Sundrug, Matsumotokiyoshi Holdings, Welcia Holdings, Sugi Holdings and Cocokara Fine each boosted sales thanks to the addition of 10 to 20 new locations by each brand. Sundrug and Matsumotokiyoshi also renovated 30 stores each, improving their offerings of frozen food and daily necessities.
In order to attract more customers, drugstores are pricing food products cheaper than convenience stores and absorbing the impact with relatively high-margin products like cosmetics and medicine, improving profitability overall. Welcia added more locations with built-in pharmacies, lifting the company's gross profit margin by 1.3 percentage points on the year to 29.4%. The company's net profit jumped 54% to 4.3 billion yen ($39 million).
Matsumotokiyoshi shuttered unprofitable locations through last fiscal year and improved its margin 0.6 percentage point on brisk sales of profitable store-brand products such as body soap. Net profit rose 10% to 5.7 billion yen.

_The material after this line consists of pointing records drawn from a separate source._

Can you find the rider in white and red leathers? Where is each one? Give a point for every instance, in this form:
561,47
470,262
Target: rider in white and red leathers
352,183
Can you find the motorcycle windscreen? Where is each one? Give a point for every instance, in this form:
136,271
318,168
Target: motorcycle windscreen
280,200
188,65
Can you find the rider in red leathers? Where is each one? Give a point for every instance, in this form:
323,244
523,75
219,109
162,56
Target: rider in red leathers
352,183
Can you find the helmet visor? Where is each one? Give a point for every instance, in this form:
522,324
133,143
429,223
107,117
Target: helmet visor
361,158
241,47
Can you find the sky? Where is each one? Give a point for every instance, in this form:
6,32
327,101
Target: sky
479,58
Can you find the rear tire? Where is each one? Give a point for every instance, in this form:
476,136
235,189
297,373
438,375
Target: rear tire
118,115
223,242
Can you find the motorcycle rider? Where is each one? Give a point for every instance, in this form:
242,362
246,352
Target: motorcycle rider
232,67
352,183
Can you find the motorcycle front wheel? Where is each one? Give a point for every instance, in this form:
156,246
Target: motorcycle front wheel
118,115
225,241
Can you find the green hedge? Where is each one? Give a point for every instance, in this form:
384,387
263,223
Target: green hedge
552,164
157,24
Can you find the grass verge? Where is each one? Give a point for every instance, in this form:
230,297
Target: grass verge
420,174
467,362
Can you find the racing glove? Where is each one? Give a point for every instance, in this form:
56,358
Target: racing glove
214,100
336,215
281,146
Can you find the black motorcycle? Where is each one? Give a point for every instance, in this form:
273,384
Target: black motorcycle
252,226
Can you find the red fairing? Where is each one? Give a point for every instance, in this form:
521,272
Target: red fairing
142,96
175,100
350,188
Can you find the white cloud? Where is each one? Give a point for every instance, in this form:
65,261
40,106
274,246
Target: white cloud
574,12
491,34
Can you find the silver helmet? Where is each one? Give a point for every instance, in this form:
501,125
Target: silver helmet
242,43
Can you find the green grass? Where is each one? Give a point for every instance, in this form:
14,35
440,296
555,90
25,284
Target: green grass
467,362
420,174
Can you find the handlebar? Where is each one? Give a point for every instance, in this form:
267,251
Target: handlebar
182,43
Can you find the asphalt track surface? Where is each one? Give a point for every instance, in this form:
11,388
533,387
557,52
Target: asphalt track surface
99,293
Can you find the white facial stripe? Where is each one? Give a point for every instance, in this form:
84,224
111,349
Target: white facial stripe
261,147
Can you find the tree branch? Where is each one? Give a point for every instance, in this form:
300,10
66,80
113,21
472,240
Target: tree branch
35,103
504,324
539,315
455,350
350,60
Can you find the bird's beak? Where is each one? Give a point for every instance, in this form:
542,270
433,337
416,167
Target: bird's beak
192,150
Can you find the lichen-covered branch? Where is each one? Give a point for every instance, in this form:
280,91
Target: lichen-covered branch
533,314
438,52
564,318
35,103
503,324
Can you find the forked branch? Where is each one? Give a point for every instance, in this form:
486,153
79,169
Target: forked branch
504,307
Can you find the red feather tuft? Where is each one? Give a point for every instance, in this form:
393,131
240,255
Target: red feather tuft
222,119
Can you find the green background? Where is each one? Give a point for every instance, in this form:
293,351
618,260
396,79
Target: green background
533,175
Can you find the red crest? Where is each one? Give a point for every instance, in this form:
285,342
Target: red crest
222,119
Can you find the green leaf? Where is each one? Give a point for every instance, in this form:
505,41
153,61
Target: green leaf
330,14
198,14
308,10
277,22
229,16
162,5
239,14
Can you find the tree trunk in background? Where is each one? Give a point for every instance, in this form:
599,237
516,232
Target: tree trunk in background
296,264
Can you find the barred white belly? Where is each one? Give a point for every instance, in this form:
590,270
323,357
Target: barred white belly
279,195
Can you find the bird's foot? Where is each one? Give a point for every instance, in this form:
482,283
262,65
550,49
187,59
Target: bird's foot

The government cut drug prices in April 2016, pushing down profit in the prior year at companies such as Sugi and Cocokara Fine, whose pharmacy operations make up a large portion of total sales, but such effects have passed. Both companies raised profit levels in the first quarter thanks to the addition of more in-store pharmacies. Cocokara Fine also reopened stores it had closed the prior year for renovations, helping to boost net profit 79% to 2.5 billion yen. New locations and refurbishments have increased costs, but the impact was absorbed by higher profits.
Each chain expects net profit to increase for fiscal 2017. "Rising profits are expected to continue from the next year onward thanks to growing drug sales attributable to Japan's aging population," said Dairo Murata of JP Morgan Securities.